Clinical Pearls Content
- Pneumatosis intestinalis
is not synonymous with ischemia.
- CT diagnosis of
pneumatosis intestinalis requires a clinical context.
- Intramural bowel gas
after colonoscopy may be benign.
- Portal venous gas
significantly worsens prognosis.
- Lactate is a critical
biomarker.
Quiz
Question 1. A
65-year-old male undergoing colonoscopy shows multiple 3–8 mm submucosal
polypoid lesions. CT demonstrates intramural gas without bowel wall thickening.
What is the most likely diagnosis?
A. Adrenal cancer
B. Echinococcal infection
C. Meckel’s diverticulitis
D. Pneumatosis intestinalis
E. Trichobezoar
Answer: D. Pneumatosis intestinalis. Explanation:
Submucosal gas collections producing polypoid elevations are classic for
pneumatosis intestinalis.
Question 2. Which CT finding
suggests life-threatening pneumatosis intestinalis?
A. Isolated cystic intramural gas
B. Normal bowel wall enhancement
C. Portal venous gas
D. No abdominal pain
E. Post-colonoscopy status
Answer: C. Portal venous gas. Explanation:
Portal venous gas strongly correlates with bowel ischemia and high mortality.
Question 3. The primary
mechanism in colonoscopy-associated pneumatosis intestinalis is:
A. Hematogenous tumor spread
B. Mechanical mucosal disruption
C. Parasitic infection
D. Autoimmune vasculitis
E. Mesenteric embolism
Answer: B. Mechanical mucosal
disruption. Explanation: Increased intraluminal pressure forces gas into
the bowel wall.
Conclusion
Pneumatosis intestinalis represents a
radiologic sign rather than a single disease. Accurate differentiation between
benign and life-threatening pneumatosis intestinalis requires integration of
imaging findings, laboratory data, and clinical presentation. CT remains the
diagnostic cornerstone.
This case exemplifies benign pneumatosis intestinalis presenting as
submucosal polypoid lesions at colonoscopy with confirmatory CT findings.

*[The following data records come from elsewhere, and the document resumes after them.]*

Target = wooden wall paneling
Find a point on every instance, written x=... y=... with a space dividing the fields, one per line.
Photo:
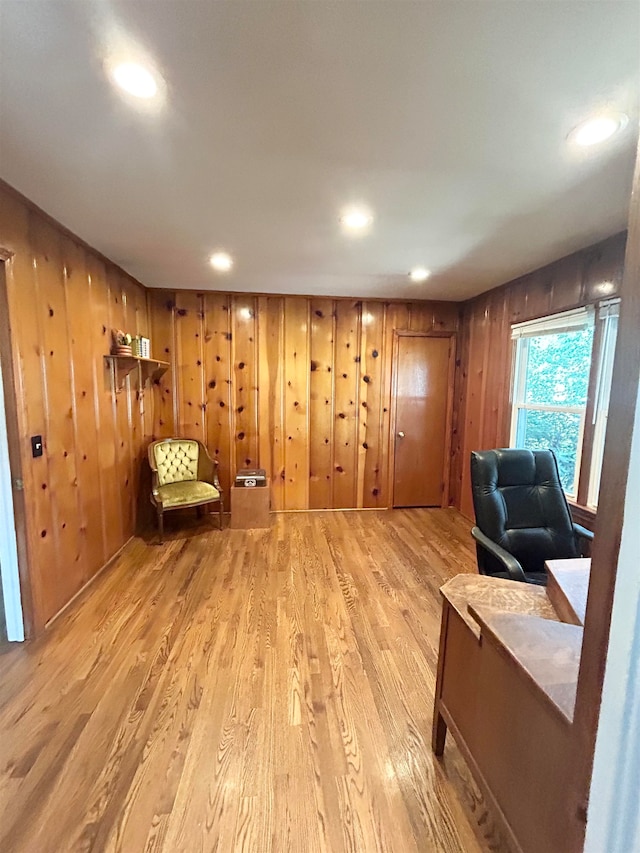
x=121 y=407
x=163 y=347
x=21 y=298
x=189 y=364
x=84 y=357
x=217 y=382
x=397 y=319
x=446 y=316
x=244 y=348
x=476 y=385
x=100 y=332
x=582 y=278
x=321 y=403
x=296 y=408
x=11 y=404
x=538 y=288
x=347 y=392
x=421 y=315
x=603 y=268
x=458 y=443
x=140 y=399
x=271 y=438
x=373 y=443
x=497 y=349
x=566 y=284
x=133 y=401
x=612 y=517
x=65 y=574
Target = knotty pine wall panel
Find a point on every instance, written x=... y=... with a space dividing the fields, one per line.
x=297 y=427
x=217 y=383
x=346 y=390
x=271 y=438
x=322 y=403
x=483 y=412
x=80 y=495
x=278 y=372
x=373 y=440
x=244 y=348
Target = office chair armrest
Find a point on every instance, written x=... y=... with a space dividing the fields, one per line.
x=513 y=567
x=582 y=532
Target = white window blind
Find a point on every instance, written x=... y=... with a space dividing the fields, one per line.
x=567 y=321
x=608 y=313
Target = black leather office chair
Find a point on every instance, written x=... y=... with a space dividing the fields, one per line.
x=522 y=516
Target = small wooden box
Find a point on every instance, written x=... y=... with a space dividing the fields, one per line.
x=250 y=507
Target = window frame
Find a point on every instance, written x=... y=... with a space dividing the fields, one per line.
x=592 y=428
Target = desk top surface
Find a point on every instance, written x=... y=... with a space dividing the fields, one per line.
x=507 y=596
x=568 y=587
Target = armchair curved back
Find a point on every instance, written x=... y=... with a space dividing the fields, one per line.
x=520 y=504
x=175 y=460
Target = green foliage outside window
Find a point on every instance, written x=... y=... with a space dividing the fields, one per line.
x=557 y=374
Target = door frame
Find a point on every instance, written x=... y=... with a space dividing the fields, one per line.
x=406 y=333
x=12 y=502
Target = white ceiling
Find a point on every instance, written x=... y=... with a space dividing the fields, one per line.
x=449 y=119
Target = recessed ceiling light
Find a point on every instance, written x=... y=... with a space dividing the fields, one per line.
x=419 y=274
x=598 y=129
x=134 y=79
x=221 y=261
x=356 y=219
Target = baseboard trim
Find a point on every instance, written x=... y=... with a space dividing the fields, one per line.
x=86 y=585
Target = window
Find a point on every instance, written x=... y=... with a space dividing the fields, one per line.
x=562 y=378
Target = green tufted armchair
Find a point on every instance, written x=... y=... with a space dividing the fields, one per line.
x=183 y=475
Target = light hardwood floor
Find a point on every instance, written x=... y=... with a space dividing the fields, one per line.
x=245 y=691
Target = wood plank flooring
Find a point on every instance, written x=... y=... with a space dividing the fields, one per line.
x=245 y=691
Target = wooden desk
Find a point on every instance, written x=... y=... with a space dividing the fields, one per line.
x=505 y=689
x=567 y=588
x=250 y=507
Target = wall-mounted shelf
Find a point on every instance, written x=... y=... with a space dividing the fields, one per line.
x=122 y=365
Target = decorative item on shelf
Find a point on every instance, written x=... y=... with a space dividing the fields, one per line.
x=141 y=347
x=121 y=342
x=251 y=477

Early recognition and proper risk stratification are essential to avoid
unnecessary surgery while preventing missed ischemia.
References
[1] W. Wiesner et al., “Pneumatosis intestinalis and portomesenteric
venous gas in intestinal ischemia,” Radiology, vol. 230, no. 1, pp.
95–102, 2004.
[2] A. Ho et al., “Pneumatosis intestinalis in adults: benign to
life-threatening causes,” AJR Am J Roentgenol, vol. 188, pp. 1604–1613,
2007.
[3] J. St. Peter et al., “The spectrum of pneumatosis intestinalis,” J
Gastrointest Surg, vol. 7, pp. 680–688, 2003.
[4] A. Kurbegov et al., “Primary pneumatosis intestinalis,” NEJM,
DOI: 10.1056/NEJMicm1205591.
[5] J. Hawn et al., “Computed tomography findings in pneumatosis
intestinalis,” Ann Surg, vol. 244, pp. 847–855, 2006.
[6] M. Pear, “Radiologic evaluation of bowel ischemia,” Radiol Clin
North Am, vol. 46, pp. 845–861, 2008.
[7] R. Heng et al., “Pneumatosis intestinalis: a review,” World J
Gastroenterol, vol. 21, pp. 7973–7980, 2015.
[8] B. DuBose et al., “Management algorithm for pneumatosis intestinalis,” J Trauma Acute Care Surg, vol. 67, pp. 128–134, 2009.